Saturday, July 26, 2008

Encouraging better documentation by rewarding it

In a previous comment, Paul Barford suggests that collectors should refuse to touch coins with no documented history as a way to fight looting.

Rather than signalling preferences for documentation perhaps collectors could explicitly pay dealers for details leading back to the source? If a few collectors stop bidding on undocumented coins and start bidding higher on well-documented ones many dealers wouldn't even notice. If I actually offer $10 or 1% on top of of the purchase price for provenance information they might pay more attention.

I'd pay a lot to know where the dealer got many of my coins from, but I'm mostly interested in the coins of uncertain mints. For common coins I'm less curious but I might still pay a little.

In some cases the provenance info might be a photocopy of a Harlan J Berk ticket from the 1980s. Maybe I pay just to learn that the coin came in a zip-lock bag from a gentleman with a Lebanese accent at a recent coin show.

It isn't clear what the social norms on tracing coins back should be. I purchased two coins that were published in SNG Levante from CNG. One had a further history published in Levante's SNG but the more interesting one did not. Mr. Levante is still alive. Would it be appropriate to write to him and ask him if he recalls where he bought a coin in the 1980s? Although you would not know it from my posts here I'm a bit shy about this sort of thing.

Collectors are at the end of a long chain from the soil. It's hard to signal ethical values up the chain with price signals.

I have also heard that I should reward dealers who participate in online forums or write books by steering them business but I'd rather just pay for the books. There is no way to pay for discussion group participation so I share my knowledge in return. When I want a coin it's rare not something that every dealer has a couple of anyway. Expressing moral values though shopping doesn't seem able to provide incentives to change much.


Voz Earl said...

"Expressing moral values though shopping doesn't seem able to provide incentives to change much."

Especially true in cases where demand far outstrips supply--as it does in this instance. Dealers would simply shrug it off and sell the coin one of the scores of other interested parties. This model has zero percent chance of effecting any change in the market.


Ed Snible said...

Voz, you've hit the nail on the head.

Incentives further up the chain should have a big effect. The incentive of offering farmers market rates, or even 33% of market rates, strongly encourages them to fight off looters with shotguns and pitchforks. Me withholding an auction bid causes a coin to go to the underbidder, driving down prices — the lower prices encouraging new collectors.

The fiction that buried coins are 'owned' by nations often means when coins are found, digging roads and after mudslides, that the coins go to the capital city museum. This means no local stakeholders. How about a law saying buried artifacts on public lands are owned not by the 'nation' but by the local school district? Such a law would encourage all parents to report looters, if only to allow the district to seize and sell the coins for schoolbooks. As a side effect the looter cools his heels in jail for a few years and perhaps reveals the location of a site to the archaeology department of the provincial college.

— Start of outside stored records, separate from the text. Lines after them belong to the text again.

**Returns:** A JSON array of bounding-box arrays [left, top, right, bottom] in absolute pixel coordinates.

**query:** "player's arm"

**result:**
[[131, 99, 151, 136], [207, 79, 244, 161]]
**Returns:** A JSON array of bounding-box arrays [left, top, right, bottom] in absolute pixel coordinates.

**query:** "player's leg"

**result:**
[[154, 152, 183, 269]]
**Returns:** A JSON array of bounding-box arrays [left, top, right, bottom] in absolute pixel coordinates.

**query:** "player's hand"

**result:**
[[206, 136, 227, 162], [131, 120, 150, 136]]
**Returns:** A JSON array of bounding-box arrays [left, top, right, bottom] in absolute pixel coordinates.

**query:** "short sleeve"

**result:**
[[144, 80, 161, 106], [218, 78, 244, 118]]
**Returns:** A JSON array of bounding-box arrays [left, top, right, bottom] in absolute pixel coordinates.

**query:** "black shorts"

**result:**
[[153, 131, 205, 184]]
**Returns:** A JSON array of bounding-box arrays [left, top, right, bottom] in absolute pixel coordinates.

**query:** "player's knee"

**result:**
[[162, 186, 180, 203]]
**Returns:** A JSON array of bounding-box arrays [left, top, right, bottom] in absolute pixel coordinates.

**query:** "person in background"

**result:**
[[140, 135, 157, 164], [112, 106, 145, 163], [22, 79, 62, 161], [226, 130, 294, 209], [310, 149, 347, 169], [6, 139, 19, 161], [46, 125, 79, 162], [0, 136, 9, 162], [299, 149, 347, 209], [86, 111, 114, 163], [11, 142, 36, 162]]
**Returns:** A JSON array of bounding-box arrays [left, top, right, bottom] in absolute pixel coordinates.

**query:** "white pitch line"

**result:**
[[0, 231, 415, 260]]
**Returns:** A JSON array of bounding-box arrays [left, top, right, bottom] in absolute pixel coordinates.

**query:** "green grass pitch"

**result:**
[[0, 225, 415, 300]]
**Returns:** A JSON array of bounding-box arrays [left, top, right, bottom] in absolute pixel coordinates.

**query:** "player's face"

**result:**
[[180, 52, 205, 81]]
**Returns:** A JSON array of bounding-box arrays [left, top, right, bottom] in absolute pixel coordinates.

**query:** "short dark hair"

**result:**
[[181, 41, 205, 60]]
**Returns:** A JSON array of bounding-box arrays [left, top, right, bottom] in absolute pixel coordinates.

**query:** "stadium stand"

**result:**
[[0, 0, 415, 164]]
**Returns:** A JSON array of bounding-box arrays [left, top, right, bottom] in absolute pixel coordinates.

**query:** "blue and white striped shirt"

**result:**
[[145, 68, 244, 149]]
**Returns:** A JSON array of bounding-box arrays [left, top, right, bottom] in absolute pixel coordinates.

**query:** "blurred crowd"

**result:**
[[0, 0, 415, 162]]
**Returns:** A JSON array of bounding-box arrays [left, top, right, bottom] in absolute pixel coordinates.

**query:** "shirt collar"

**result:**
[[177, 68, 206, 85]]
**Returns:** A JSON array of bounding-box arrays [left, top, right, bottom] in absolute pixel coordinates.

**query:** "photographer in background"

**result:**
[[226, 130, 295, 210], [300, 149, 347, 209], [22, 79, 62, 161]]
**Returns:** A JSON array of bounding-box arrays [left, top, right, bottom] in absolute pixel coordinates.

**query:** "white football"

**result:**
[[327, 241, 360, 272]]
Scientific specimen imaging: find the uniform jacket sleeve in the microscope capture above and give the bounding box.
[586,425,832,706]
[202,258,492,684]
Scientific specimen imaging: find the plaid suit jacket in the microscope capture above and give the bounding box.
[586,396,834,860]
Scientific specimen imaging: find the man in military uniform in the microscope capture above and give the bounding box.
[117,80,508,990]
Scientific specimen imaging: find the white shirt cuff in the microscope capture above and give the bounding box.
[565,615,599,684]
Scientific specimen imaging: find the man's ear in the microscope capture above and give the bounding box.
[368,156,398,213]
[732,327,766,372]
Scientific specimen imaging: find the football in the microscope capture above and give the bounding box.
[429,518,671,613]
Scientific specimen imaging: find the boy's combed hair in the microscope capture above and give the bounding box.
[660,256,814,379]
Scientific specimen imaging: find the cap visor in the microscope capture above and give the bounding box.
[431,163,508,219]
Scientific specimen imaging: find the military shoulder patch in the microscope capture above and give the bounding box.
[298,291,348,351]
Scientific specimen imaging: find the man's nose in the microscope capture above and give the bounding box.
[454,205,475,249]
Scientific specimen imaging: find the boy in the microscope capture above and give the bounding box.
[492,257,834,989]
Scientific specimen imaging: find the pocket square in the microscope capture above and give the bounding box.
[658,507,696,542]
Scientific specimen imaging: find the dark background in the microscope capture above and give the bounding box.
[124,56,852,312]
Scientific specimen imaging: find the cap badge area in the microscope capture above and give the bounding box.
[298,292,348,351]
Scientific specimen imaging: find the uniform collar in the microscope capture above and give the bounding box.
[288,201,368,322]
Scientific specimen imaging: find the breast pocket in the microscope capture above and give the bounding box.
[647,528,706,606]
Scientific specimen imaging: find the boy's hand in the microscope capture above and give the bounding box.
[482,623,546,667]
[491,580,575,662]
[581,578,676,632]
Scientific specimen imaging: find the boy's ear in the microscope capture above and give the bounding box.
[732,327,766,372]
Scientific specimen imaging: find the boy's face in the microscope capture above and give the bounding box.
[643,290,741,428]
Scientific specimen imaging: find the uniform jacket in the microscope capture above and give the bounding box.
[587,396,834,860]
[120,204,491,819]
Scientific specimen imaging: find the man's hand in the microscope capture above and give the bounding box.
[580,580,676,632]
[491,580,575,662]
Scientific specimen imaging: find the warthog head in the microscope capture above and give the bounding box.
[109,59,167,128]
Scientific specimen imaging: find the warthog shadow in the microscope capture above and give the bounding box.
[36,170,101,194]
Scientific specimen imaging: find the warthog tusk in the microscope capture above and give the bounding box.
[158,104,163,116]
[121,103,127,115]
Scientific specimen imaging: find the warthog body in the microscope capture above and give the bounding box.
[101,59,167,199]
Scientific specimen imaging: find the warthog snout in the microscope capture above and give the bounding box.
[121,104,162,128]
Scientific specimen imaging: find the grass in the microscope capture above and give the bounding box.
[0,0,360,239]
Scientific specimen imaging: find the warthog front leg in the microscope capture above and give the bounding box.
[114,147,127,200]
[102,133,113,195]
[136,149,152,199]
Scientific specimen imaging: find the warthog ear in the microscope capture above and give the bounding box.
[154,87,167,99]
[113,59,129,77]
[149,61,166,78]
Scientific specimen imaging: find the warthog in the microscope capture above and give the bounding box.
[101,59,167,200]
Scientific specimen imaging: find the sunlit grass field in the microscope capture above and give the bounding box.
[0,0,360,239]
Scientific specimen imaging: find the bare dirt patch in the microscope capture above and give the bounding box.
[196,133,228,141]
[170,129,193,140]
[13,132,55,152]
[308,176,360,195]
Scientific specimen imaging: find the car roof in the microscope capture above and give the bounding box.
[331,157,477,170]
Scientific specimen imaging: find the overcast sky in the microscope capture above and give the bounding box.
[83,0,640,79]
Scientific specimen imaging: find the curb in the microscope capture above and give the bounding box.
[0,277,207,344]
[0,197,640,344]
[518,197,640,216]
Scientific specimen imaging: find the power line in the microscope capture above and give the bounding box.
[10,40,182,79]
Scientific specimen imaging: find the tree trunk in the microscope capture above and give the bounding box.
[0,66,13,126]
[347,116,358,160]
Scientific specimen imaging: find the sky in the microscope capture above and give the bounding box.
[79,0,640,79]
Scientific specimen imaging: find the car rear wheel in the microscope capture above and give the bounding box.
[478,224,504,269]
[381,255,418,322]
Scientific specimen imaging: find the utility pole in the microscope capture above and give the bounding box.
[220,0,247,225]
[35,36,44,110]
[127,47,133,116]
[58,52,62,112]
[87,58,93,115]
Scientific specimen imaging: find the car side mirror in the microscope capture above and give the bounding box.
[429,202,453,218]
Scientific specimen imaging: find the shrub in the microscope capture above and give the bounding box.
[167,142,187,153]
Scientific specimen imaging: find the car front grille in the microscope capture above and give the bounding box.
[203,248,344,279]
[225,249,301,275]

A commercial approach means the collectors money is diverted from looters to anti-looting forces.

It might be possible to get similar effects in a non-commercial framework. Perhaps putting control of coins regional or village micro-museums would at least excite the part-time staff to stop looting. The commercial framework seems best to me though.

Lyndall Huggler said...

A major reason we will continue to see resistance to improved documentation is the insistence on an unrealistic date such as 1970 or 1973 as the date before which otherwise undocumented coins must be shown to have been in commerce. I believe that any prospect for better documentation (which I support) will necessarily have to involve a grant of "amnesty" to all of the undocumented coins that have entered the market over the last 40 years. The genie can't be put back in the bottle; insistence on an unrealistic date will not reverse the damage that has been done to looted archaeological sites.

Jay G said...

Ed: Levante is no longer alive, he died in 2007 according to an obit in THE CELATOR.